Joan, still processing…. 🙂
After reading what you have been going through, I feel overwhelmed but you seem to find the positive. You go girl!!
Kathleen, I am in fact overwhelmed. But also positive 🙂
Oh my Linnea, it’s always something to challenge us, it seems. Bless your maintainance man, he is an angel. I hate the catch 22 of the trials, as much as I hate lung cancer in general. Stand Strong, Lady. Maybe someone will offer you a trip to warmer shores. Hedy
Hedy, I’m off to CA for a few days tomorrow—warmer shores!
Thought of you often over the past year and always wished 3922 would be available for you. I need to tell you again; you are an inspiration to me and many others I have worked with.

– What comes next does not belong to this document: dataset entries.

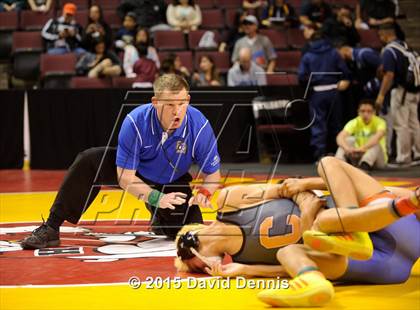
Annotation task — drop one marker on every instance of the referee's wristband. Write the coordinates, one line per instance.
(154, 198)
(204, 192)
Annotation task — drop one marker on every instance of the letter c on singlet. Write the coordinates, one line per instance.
(283, 240)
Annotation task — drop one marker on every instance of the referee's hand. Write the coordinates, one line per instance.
(170, 200)
(201, 200)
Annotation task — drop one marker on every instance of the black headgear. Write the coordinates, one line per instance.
(185, 243)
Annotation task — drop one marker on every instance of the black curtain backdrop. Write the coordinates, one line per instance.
(11, 129)
(65, 122)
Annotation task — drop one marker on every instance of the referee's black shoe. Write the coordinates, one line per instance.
(42, 237)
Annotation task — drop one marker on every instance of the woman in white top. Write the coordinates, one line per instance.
(184, 15)
(131, 54)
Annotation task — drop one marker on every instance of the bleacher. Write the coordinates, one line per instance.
(22, 47)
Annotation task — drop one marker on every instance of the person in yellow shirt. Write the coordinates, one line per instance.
(362, 141)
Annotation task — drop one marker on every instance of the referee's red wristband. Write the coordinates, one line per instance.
(204, 192)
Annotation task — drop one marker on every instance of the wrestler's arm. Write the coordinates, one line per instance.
(399, 191)
(236, 197)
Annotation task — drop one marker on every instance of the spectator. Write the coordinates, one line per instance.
(101, 63)
(131, 54)
(340, 28)
(184, 15)
(95, 28)
(254, 7)
(324, 101)
(42, 6)
(167, 67)
(364, 64)
(279, 12)
(245, 72)
(63, 35)
(173, 64)
(263, 53)
(12, 5)
(315, 12)
(405, 96)
(127, 32)
(145, 69)
(374, 13)
(234, 33)
(362, 141)
(150, 13)
(208, 74)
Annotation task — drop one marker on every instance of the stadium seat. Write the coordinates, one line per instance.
(221, 59)
(194, 38)
(185, 56)
(122, 82)
(296, 4)
(169, 40)
(81, 4)
(288, 61)
(230, 15)
(27, 48)
(295, 38)
(112, 18)
(350, 3)
(278, 38)
(8, 23)
(30, 20)
(57, 70)
(212, 19)
(81, 17)
(86, 82)
(107, 4)
(282, 79)
(205, 4)
(229, 3)
(370, 38)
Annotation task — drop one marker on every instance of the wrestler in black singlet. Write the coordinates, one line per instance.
(265, 228)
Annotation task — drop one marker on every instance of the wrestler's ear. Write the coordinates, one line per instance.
(154, 101)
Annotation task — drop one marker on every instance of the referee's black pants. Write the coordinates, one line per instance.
(96, 167)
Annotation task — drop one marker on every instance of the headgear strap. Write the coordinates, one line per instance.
(185, 243)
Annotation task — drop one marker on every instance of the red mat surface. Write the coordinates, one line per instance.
(25, 267)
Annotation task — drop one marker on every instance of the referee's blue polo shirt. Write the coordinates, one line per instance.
(140, 145)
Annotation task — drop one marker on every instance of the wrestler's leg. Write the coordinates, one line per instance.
(358, 221)
(347, 184)
(309, 270)
(371, 218)
(297, 257)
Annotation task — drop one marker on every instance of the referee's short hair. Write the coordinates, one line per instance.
(170, 82)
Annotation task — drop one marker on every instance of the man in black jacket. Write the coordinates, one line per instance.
(340, 28)
(63, 35)
(150, 13)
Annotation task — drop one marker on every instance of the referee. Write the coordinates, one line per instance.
(157, 144)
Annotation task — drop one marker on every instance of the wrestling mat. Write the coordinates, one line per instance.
(110, 260)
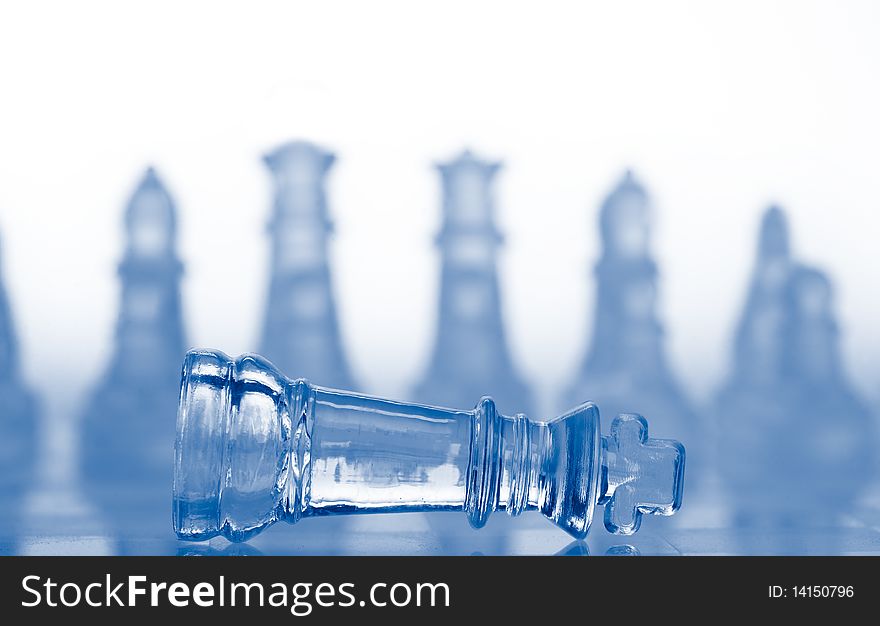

Just sending you more lovelovelove and prayers. I had to stop reading about the trial studies as I am trying to find peace with my husband’s treatment in the trials and his recent passing. Truth is, I still have anger toward his treatment. I am taking all that anger and turning it into prayers for you…prayers for a good response, prayers for strength, prayers for whatever you need right now.
Thanks Deborah—I know it’s hard. We are always on the edge of something better….and sometimes the timing is not in our favor. Let yourself feel angry if you need to, but know that your prayers and love mean the world to me.
Hope you have the mold beaten into submission, and you’re snuggled back into your new place. We will go on. Hugs.
Will….go….on. Yes, we will ❤ Linnea
Hi Linnea, I’m going to be bossy here. I’ve spent Jan/Feb in the dumps, way down in a dark place. I looked around down here and saw I wasn’t alone, you were there, too. Lady, we cannot do this. We must stand up and climb out; raise our faces to the sky and keep moving, following that faint trace of light above.
Life is tough, for some of us, impossibly tough, we both know that. Our lives are worth the struggle, Linnea, however overwhelming it gets. My kids came for dinner last night, a tradition I’d broken soon after we lost Steve, one look at their faces told me I had been wrong to stop gathering on Sunday night. I’d shut out the very people who love me the most. I wanted to spare them from seeing my sadness, my grief for their dad, but I was wrong. They needed to share that and so did I. My oldest told me that not being here on Sunday nights was as if they had lost both of us.
Linnea, I pray you receive some positive reports and a new surge of energy soon, but in the meantime stay open to those who love you, who depend on you and who lift you up. That includes us, your groupies Dear Lady. We are here to support you. Hedy
Stopping by with prayers for you. I so want life to be easier for you.